A powerful earthquake struck central Japan on Monday, January 2nd, 2024, killing at least six people, destroying buildings, and knocking out power to tens of thousands of homes.
It's been nearly 13 years since the devastating earthquake and tsunami that triggered an accident at a nuclear plant in Fukushima and the Japanese did not forget it.
Each time the country has been hit by a large quake, the damage has been studied and the regulations updated.
A measure of the success is that when the massive 9.0 quake hit in 2011, the shaking level in Tokyo hit 5. That is the same as the shaking that Japan's capital suffered in 1923.
Following are some major Japanese quakes in the last 30 years:
- In 1923 the city was flattened - 140,000 people died. In 2011 huge skyscrapers swayed, windows shattered, but no major buildings fell. It was the tsunami that killed so many thousands, not the tremors on the ground.
- The biggest leap took place in 1981 after which all new buildings required seismic isolation measures
- On Jan 16, 1995, an earthquake with a magnitude of 7.3 hit central Japan, devastating the western port city of Kobe.
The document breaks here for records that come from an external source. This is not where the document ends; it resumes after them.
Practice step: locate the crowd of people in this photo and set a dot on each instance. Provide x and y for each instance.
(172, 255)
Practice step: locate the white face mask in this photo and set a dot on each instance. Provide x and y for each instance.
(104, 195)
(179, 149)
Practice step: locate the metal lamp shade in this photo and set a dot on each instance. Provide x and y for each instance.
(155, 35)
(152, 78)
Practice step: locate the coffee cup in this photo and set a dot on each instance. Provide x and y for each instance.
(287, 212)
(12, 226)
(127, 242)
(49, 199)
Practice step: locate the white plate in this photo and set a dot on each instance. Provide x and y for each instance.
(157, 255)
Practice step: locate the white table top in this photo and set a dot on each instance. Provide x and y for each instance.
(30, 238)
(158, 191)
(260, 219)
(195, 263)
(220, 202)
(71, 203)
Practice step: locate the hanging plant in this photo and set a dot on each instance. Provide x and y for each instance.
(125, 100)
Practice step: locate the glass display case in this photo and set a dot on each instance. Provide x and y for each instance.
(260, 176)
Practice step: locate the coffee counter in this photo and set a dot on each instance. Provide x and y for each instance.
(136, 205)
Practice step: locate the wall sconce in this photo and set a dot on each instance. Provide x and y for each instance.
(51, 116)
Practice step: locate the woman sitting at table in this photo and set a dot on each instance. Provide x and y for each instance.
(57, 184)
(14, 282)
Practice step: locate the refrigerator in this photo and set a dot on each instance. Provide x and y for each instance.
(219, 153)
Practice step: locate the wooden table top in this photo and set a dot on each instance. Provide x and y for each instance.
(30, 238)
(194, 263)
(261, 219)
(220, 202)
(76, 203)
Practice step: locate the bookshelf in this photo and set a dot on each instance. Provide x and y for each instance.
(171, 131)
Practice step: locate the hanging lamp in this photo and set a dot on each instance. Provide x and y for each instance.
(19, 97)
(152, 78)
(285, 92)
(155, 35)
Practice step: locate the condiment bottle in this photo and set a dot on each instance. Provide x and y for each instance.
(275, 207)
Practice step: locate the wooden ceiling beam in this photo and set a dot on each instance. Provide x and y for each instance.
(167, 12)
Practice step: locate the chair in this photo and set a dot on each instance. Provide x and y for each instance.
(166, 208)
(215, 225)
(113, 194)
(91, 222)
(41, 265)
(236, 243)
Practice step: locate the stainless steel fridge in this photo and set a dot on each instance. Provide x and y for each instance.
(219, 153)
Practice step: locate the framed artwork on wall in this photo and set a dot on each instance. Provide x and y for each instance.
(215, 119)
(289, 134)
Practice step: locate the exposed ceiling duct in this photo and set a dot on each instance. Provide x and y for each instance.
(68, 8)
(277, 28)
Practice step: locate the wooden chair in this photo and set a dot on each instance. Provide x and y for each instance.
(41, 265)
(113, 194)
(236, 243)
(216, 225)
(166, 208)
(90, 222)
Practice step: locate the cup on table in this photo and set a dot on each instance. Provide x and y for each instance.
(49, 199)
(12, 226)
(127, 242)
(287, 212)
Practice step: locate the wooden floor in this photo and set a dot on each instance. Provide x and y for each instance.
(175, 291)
The worst earthquake to hit the country in 50 years killed more than 6,400 and caused an estimated $100 billion in damage.
- On Oct. 23, 2004, a 6.8 magnitude quake struck the Niigata region, about 250 km north of Tokyo, killing 65 people and injuring 3,000.
- On March 11, 2011, a 9.0 magnitude earthquake and tsunami struck northeast Japan, killing nearly 20,000 people and causing a meltdown in Fukushima, leading to the world's worst nuclear disaster since Chernobyl.
- On April 16, 2016, a 7.3 magnitude earthquake struck in Kumamoto on the southern island of Japan, killing more than 220 people.
- On June 18, 2018, a magnitude 6.1 earthquake in Osaka, Japan's second-biggest metropolis, killed four people, injured hundreds more and halted factory lines in an industrial area.
- On Sept 6, 2018, a 6.7 magnitude earthquake paralyzed Japan's northern island of Hokkaido, killing at least seven people, triggering landslides and knocking out power to its 5.3 million residents.
- On Feb. 13, 2021, a 7.3magnitude earthquake hit off the coast of Fukushima in eastern Japan, injuring dozens of people and triggering widespread power outages.
- On March 16, 2022, a magnitude 7.3 earthquake jolted the coast off Fukushima again, leaving two dead and 94 injured and reviving memories of the quake and tsunami that crippled the same region just over a decade earlier.